Discussion of what can be done to make things difficult for someone attempting to subvert your program could easily span a whole book, but here's a rough outline of tricks on a Windows platform:

  • Anti-analysis tricks such as:
    • Compression or encryption of code (packing)
    • Virtual machines (implement a custom processor emulator, write code for that)
    • Control-flow obfuscation
    • String and data obfuscation
    • Fake code
    • Runtime code modification
  • Anti-debug tricks such as:
    • Early execution of code (pre-EntryPoint) using TLS callbacks.
    • Execution time comparisons using rdtsc or GetTickCount.
    • Direct debugger checks (PEB flags, IsDebuggerPresent, etc)
    • Exploiting vulnerabilities in common debuggers (e.g. OllyDbg OutputDebugString bug)
    • Detection of common debuggers and tools via process names, window names, window classes, mutexes and other objects, drivers, presence of files
    • Injecting debugger checks into other processes (e.g. explorer) to avoid them being identified.
    • Endless others...
  • Anti-modification tricks such as:
    • Runtime checksums of critical code and data
    • Shadow copies of critical data for later verification
    • Encryption of memory using CryptProtectMemory API.
    • Moving critical operations to the kernel (using a driver) to make it harder for a user to tamper with code.
  • VM detection (again whole books can be written on this)
  • Hooking common APIs in all processes (either in usermode using DLL injection, or in the kernel) to deny or otherwise tamper with calls which attempt to access your process.
  • Anti-tracing tricks using software breakpoints and exception handlers.
  • General security hardening such as enabling NX + ASLR + ForceIntegrity, plus mitigation policies which may make it harder for software to access the process or inject DLLs.

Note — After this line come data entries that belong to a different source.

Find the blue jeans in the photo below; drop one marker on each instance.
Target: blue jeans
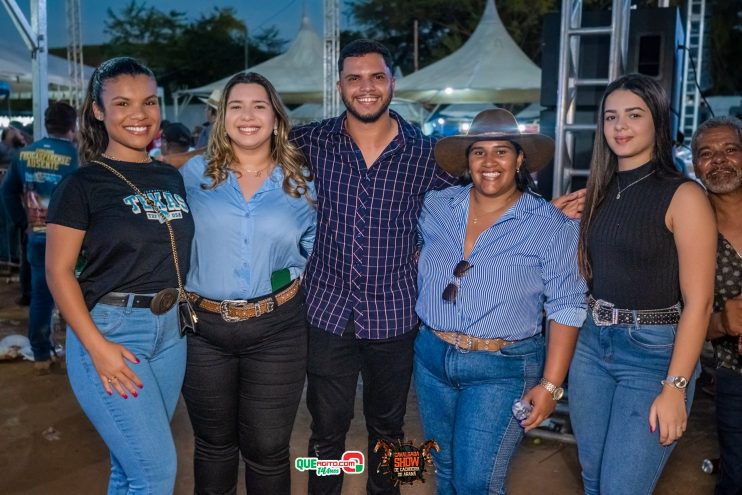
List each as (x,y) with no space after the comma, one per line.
(613,380)
(136,430)
(729,427)
(42,304)
(465,401)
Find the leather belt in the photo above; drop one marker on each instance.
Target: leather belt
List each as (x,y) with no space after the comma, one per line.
(122,299)
(605,313)
(465,343)
(233,310)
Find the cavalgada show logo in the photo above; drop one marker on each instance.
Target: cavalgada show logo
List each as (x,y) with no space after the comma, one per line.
(352,462)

Even if you implemented every feature on this list, it can all be bypassed with some work.

It's important to note that .NET itself doesn't necessarily have any real weakness to being memory edited that native (e.g. C, C++) executables don't. What makes .NET easier to attack in general is that the intermediate language (IL) instructions and metadata contained within can be more easily reverse engineered into something human-understandable, whereas native executables have more options for obfuscation and anti-reversing tricks and don't contain such metadata. The article you linked simply shows a way to use reflection to get access to the variable rather than a more native approach which would work just as well.